Brief
Build the numerical toolkit by hand, not by calling a solver.
The point of the project was to implement the methods, not to lean on MATLAB’s built-in
solvers: write each algorithm from its definition, run it on engineering data, and check
the result against a known answer. The work spans seven problems covering the four
pillars of a numerical-methods course — root-finding, linear systems, curve fitting, and
integration.
Root-Finding
Bracketing and open methods on nonlinear equations.

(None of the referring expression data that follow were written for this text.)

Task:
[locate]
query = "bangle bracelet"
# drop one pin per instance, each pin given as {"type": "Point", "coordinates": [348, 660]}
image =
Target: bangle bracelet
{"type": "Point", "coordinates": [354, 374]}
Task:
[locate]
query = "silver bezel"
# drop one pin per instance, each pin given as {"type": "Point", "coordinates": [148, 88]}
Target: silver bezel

Nonlinear roots are solved several ways and compared for convergence: the bisection
method (guaranteed but slow), fixed-point iteration, and the secant method
(faster, and no derivative required). Each routine tracks its own iteration count and
approximate relative error down to a set tolerance.
Linear Systems
Direct and iterative solvers for Ax = b.
Systems of equations are solved with Gauss elimination with partial pivoting, LU
decomposition, and the iterative Gauss–Seidel method, plus a routine that uses the
LU factors to form a full matrix inverse. Pivoting and iteration behaviour are checked
against MATLAB’s reference results.
Fitting & Interpolation
Regression and Lagrange interpolation on measured data.
A multiple linear regression routine fits a response to two predictors through the
normal equations (B = (XᵀX)⁻¹ XᵀY) and reports the coefficients, predictions, and
residuals. A third-order Lagrange interpolation estimates a thermistor’s resistance
between calibration points — for example, the resistance at 33 °C from a four-point
resistance–temperature table.
Integration
Composite Simpson's 1/3 rule.
Definite integrals are evaluated with the composite Simpson’s 1/3 rule, choosing the
number of intervals to balance truncation error against effort.
Value
A reusable, verified reference for later engineering work.
The result is a small library of trustworthy, well-understood routines — the same methods
that sit underneath the control, signal-processing, and modelling work elsewhere in this
portfolio. Implementing them from first principles turns their failure modes — pivoting,
convergence, step size — into something concrete rather than abstract.